Senin 08 Sep 2014 15:44 WIB

ICW: Pembebasan Bersyarat Hartati Paling Kontroversial

Rep: Adi Wicaksono/ Red: Hazliansyah
 Terpidana kasus suap kepengurusan hak guna lahan di Buol, Hartati Murdaya menjalani persidangan dengan agenda pembacaan vonis terhadap dirinya di Pengadilan Tipikor, Jakarta, Senin (4/2). (Republika/Yasin Habibi)
Terpidana kasus suap kepengurusan hak guna lahan di Buol, Hartati Murdaya menjalani persidangan dengan agenda pembacaan vonis terhadap dirinya di Pengadilan Tipikor, Jakarta, Senin (4/2). (Republika/Yasin Habibi)

REPUBLIKA.CO.ID, JAKARTA -- Indonesia Corruption Watch (ICW) menilai pembebasan bersayarat terhadap Hartati Murdaya paling kontroversial sepanjang era pemerintahan Presiden Susilo Bambang Yudhoyono. 

Lembaga pegiat antikorupsi itu mendesak Kementerian Hukum dan Hak Asasi Manusia (Kemenkum HAM) agar membatalkan pembebasan terpidana kasus suap pembebasan lahan di Kabupaten Buol, Sulawesi Tengah, tersebut. 

Baca Juga

Kordinator bidang hukum ICW, Emerson Yuntho mengatakan, dari pantauan lembaganya, sedikitnya terdapat 38 kali pembebasan bersyarat sepanjang pemerintahan SBY. "Jumlah itu kami duga bisa lebih banyak lagi," kata dia saat dihubungi, Senin (8/9).

Emerson mengatakan, pembebasan Hartati tergolong paling kontroversial. Sebab, pembebasan tersebut melanggar sejumlah ketentuan yang berlaku. Ia menyebutkan, Hartati tidak mendapatkan status justice collaborator dan rekomendasi dari aparat penegak hukum terkait dalam pembebasannya. 

"Dalam hal ini KPK (Komisi Pemberantasan Korupsi)," ujarnya. 
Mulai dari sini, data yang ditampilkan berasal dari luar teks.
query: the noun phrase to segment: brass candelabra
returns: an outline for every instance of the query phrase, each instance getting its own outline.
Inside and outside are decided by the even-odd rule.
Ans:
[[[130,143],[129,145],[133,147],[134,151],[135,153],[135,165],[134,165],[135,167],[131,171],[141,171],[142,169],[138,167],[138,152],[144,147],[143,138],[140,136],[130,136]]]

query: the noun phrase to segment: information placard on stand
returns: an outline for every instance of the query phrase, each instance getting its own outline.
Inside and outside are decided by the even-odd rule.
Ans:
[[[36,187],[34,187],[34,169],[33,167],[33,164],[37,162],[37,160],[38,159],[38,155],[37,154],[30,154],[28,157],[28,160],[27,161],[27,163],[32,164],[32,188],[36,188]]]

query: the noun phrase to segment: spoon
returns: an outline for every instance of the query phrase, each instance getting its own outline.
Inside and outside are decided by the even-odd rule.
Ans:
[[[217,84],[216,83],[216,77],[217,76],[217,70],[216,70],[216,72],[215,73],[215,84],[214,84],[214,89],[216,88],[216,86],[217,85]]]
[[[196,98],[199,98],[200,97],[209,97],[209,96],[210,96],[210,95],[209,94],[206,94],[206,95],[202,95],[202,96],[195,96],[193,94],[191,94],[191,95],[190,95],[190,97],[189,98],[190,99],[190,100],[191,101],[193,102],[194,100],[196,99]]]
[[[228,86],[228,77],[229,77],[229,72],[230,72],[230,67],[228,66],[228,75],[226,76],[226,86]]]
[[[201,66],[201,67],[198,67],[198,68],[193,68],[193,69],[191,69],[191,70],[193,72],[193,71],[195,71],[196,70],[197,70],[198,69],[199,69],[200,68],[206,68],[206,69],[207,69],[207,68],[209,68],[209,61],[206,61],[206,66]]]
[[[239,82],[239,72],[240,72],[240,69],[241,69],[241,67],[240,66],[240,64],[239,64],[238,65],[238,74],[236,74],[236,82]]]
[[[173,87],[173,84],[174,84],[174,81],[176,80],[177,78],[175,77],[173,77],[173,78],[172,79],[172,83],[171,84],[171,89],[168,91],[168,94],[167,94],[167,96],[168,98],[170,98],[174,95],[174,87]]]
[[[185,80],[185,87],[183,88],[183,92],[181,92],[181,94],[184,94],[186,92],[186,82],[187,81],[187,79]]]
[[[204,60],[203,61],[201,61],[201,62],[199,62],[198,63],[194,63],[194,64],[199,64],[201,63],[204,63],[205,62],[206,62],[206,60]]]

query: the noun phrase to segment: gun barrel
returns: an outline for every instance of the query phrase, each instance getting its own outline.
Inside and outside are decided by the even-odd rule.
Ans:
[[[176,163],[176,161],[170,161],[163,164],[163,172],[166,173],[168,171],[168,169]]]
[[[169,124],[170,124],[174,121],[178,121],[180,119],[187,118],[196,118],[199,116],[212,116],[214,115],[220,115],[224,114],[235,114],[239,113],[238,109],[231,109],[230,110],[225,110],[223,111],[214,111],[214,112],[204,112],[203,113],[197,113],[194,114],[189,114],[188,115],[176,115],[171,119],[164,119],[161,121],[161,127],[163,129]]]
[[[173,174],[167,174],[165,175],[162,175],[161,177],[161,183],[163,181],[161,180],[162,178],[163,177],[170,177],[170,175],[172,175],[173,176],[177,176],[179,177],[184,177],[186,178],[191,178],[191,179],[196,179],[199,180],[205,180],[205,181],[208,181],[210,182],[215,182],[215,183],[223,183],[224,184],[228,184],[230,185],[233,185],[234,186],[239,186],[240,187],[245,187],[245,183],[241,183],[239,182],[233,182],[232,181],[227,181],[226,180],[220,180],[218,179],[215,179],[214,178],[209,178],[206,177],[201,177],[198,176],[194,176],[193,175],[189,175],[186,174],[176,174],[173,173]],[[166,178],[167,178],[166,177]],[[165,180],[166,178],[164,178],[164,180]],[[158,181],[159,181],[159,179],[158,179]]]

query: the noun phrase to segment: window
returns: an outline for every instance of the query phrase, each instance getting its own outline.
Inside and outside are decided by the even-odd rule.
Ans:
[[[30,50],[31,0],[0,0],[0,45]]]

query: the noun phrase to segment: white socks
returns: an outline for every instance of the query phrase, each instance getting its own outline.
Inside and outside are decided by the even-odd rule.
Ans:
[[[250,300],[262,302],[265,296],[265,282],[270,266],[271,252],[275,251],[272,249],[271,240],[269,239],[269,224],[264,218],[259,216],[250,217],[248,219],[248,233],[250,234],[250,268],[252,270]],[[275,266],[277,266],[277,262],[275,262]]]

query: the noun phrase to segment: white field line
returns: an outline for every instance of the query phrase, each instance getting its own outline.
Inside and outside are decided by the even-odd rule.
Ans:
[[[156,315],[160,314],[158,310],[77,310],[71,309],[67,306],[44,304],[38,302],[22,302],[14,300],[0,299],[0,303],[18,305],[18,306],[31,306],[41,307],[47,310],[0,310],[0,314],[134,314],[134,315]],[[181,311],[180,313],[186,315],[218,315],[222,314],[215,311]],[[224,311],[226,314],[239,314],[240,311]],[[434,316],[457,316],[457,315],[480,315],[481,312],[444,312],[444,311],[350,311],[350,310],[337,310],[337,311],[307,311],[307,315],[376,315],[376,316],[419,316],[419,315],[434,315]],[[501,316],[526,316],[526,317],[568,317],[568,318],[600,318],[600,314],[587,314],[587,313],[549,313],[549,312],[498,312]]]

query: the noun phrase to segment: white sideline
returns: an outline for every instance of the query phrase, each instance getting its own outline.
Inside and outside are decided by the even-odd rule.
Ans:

Menurut Emerson, surat keberatan KPK semestinya cukup menjadi dasar untuk pembatalan pembebasan bersyarat Hartati. Ia mendesak Kemenkum HAM, khususnya Menkum HAM Amir Syamsudin untuk mempertimbangkan surat tersebut secara serius. 

"Seharusnya surat keberatan itu cukup," papar Emerson menegaskan. 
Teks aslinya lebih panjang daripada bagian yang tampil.